Como consecuencia de ello, queda mermado el espacio que necesita la asimilación de la extraña, tornadiza cadencia contemplativa, reclamada por el proceso afectivo principal. La hondura del secreto mejor guardado es tan brutal que resulta del todo inconcebible asistir al desentendimiento con el que el realizador la castiga por dar cancha a ocurrencias que, de puro obstaculizantes, derivan en chisme. Es una pena advertir como Almodovar es capaz de ser exacto con lo más difícil y completamente irresponsable con lo accesorio. Le pierde su gusto por la morralla (el planito en Brasil con el niño, la quasi-orgiástica escena en el jardín, el cameo de Agustín Almodovar, las imágenes grabadas del robo, vistas por televisión o la irrupción de Fulgencio en el despacho con un periódico en la mano).
De resultas, ese tiempo perdido en banalidades de dudosa urgencia le pasa la cruenta factura de un oneroso atropello en el desenlace. Las distintas reacciones finales de Vera, en lugar de consecuentes con la revelación hecha y con el comportamiento contemplado, descarrilan en un apresurado atropello, que tiene más de chascarrillo folletinesco que de resolución melodramática de altura.
Eso sí, el film es escenográficamente bellísimo. Almodovar vuelve a impartir una lección absoluta de dirección tras la cámara. El manchego, ahí, es un impecable dermatólogo. Sabe ser guante de terciopelo para los exigentes antojos que le plantean sus arriesgadas intenciones creadoras. Hace mucho tiempo que, eso es irrefutable, el creador de ÁTAME, se ha convertido en un inconformista que denota un preclaro magisterio realizador. Sus planos acaudalan intencionalidad de obligado erizamiento.

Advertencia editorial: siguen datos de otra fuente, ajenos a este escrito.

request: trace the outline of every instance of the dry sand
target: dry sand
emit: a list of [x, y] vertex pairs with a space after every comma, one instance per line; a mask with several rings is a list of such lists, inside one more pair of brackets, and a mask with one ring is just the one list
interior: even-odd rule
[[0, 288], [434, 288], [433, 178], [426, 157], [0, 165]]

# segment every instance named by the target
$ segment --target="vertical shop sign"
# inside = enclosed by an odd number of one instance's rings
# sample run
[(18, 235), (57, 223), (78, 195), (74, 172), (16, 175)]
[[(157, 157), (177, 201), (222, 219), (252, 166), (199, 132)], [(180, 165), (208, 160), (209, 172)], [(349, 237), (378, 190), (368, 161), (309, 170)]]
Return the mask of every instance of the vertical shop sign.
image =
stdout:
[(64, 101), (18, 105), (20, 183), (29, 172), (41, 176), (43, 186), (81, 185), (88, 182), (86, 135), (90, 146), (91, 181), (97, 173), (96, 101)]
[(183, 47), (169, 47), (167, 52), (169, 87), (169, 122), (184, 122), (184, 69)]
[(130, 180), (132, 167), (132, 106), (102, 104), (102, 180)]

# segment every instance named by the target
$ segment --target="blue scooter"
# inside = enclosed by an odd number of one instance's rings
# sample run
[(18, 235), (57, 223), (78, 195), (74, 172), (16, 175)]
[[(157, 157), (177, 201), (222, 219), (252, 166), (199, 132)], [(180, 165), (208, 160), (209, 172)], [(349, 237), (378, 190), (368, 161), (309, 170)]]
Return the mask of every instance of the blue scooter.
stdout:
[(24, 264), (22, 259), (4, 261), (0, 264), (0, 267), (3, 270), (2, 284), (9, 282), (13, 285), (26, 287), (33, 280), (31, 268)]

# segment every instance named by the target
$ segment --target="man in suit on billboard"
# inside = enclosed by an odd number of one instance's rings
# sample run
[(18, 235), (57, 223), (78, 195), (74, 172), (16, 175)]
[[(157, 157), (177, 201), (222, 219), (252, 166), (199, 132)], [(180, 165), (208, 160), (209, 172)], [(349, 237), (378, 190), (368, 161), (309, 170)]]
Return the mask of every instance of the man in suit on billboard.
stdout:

La belleza formal del producto es incuestionable. Tanto la inmejorable, aquilatada, tupida fotografía de José Luis Alcaine como la refinada, envolvente y encrespada banda sonora de Alberto Iglesias se alían en una irreprochable subyugancia exterior que, desgraciadamente, Almodovar les cuaja en frío. El afamado director no se basta a sí mismo para aliviar las sangrantes heridas de un guión con la tersura hecha jirones. LA PIEL QUE HABITO es otro ejemplo de cine envuelto primorosamente, pero con el objeto empapelado roto, en estado de conservación inútil. Como si te regalan un frasco de Coco Chanel y cuando te lo fragancias en el cuello te das cuenta de que es Varon Dandy. Almodóvar no dará en el pleno hasta que no se deshabite el veneno que le doma la piel que le escribe.